The show consists of a video, along with still images on digital displays that slowly change over time, creating meditative moments as the viewer moves through the gallery space. The centerpiece of the exhibition is Autopsy, September 25th – a video of footage from an actual autopsy. The work transcends the usual assumptions that surround autopsies by revealing an uncommon beauty in visceral imagery. The components of the exhibition come together to open up an investigation into the complex process of which life, death and the nature of human identity are a part. The works reference the tradition, beginning in the Renaissance, of the investigation into the body’s interior, most notably in the works of Vesalius, DaVinci and Rembrandt, and later in contemporary works of Stan Brakhage, Francis Bacon and Andreas Serrano.

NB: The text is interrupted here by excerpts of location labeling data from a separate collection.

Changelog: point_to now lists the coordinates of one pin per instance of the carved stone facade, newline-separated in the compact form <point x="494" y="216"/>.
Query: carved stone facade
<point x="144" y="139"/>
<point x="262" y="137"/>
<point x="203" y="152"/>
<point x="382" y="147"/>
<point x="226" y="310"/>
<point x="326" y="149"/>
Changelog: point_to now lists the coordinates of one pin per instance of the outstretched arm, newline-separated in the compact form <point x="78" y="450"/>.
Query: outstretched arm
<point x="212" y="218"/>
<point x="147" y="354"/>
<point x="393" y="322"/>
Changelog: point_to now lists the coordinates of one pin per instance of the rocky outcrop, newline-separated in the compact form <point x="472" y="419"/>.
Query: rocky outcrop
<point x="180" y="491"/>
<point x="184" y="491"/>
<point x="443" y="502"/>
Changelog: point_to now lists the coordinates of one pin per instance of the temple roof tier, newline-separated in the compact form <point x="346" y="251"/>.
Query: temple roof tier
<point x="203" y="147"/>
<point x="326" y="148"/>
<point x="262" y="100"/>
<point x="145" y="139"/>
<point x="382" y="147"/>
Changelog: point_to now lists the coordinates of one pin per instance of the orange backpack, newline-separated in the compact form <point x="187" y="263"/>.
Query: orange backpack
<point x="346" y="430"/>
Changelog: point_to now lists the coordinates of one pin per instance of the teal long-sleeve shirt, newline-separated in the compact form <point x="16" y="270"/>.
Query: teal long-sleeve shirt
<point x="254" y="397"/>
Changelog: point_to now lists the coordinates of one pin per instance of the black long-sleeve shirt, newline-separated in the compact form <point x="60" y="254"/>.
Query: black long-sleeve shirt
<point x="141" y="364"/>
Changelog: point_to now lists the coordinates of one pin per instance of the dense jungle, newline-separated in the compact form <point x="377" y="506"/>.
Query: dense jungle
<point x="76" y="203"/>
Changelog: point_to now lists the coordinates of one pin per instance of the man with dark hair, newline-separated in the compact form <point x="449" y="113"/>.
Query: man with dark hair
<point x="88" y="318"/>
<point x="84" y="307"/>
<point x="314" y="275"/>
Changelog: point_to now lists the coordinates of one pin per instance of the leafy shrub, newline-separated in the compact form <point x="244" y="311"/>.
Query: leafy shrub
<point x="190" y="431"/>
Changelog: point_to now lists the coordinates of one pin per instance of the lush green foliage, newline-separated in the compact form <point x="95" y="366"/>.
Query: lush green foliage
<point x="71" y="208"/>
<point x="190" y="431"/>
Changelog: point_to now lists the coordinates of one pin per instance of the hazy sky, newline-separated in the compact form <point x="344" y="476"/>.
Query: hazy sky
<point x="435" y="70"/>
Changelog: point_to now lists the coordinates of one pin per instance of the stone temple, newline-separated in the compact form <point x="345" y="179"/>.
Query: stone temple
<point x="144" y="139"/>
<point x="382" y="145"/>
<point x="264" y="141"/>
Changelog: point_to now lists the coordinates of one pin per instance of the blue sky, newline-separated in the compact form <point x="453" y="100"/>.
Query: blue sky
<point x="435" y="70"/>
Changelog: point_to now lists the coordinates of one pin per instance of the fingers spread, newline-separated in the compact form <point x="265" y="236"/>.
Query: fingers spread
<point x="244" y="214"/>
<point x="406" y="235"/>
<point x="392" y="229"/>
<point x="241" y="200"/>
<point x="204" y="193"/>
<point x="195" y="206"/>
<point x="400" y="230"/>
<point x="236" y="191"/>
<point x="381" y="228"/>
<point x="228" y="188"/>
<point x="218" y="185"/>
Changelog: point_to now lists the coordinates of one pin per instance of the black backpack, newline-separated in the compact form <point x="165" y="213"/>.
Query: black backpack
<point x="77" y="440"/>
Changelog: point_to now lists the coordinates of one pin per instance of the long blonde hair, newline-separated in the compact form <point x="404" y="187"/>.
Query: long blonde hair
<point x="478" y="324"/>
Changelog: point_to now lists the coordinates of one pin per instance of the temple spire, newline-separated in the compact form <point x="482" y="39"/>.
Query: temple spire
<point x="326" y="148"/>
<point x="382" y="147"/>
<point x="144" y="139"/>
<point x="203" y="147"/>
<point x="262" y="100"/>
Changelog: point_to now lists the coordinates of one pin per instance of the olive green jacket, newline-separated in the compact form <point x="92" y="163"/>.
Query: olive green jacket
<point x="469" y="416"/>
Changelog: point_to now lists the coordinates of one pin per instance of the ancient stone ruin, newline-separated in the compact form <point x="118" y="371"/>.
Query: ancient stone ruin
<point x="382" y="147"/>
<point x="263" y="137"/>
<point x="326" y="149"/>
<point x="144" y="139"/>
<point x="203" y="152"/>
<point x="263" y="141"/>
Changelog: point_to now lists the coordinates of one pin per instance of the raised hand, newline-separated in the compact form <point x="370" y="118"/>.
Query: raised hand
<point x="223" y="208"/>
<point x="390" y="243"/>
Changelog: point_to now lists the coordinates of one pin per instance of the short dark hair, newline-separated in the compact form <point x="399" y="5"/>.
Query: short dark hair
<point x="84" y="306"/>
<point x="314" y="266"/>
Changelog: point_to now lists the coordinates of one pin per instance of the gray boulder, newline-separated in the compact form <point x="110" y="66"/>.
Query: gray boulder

For Wojtasik, this exhibition is not merely about the body in death. Rather it is a probing into the larger process of life and death and what may lie beyond, as we go into ourselves.
Pawel Wojtasik is a video artist based in Brooklyn, NY. His works have been shown at P.S. 1 Contemporary Art Center, New York; Reina Sofia Museum, Madrid, Spain; Wadsworth Atheneum, Hartford, CT; and others. In the spring of 2009 Wojtasik will present a panoramic video shot in New Orleans as part of the exhibition These Days: Elegies for Modern Times at MASS MoCA, in North Adams, MA. In the fall of 2009 Wojtasik will have a solo exhibition at Galerie Maisonneuve in Paris.